Common Misconceptions

“Badger was hacked via a smart contract bug.”

The December 2021 attack was a supply-chain / front-end attack, not a smart contract exploit. The smart contracts themselves had no vulnerability. Hackers compromised Badger’s Cloudflare Worker (used to serve API calls on the frontend), allowing them to inject malicious approval data into MetaMask transaction prompts. Smart contract audits would not have prevented this type of attack.

“BADGER and DIGG are the same token.”

BADGER is the governance token.

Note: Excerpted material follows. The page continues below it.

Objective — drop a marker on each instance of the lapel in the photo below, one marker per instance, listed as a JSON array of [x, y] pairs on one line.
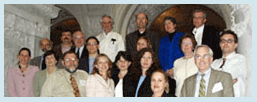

DIGG is a separate elastic supply token designed to track Bitcoin’s price via rebasing. They serve entirely different purposes. DIGG’s rebasing mechanism amplifies both gains and losses.


Social Media Sentiment

Badger DAO maintains an active community despite the 2021 hack. The fair-launch airdrop model is still cited as an example of equitable distribution. The hack is discussed frequently in DeFi security contexts as a prominent example of front-end attack vectors being as dangerous as smart contract vulnerabilities. Some users who lost funds remain critical of the partial (not full) DAO reparations. The broader “Bitcoin in DeFi” thesis has been partially supplanted by L2-native BTC DeFi (e.g., via ZetaChain or Lightning) and by institutions like BlackRock’s direct BTC products reducing retail DeFi demand for wrapped BTC yield.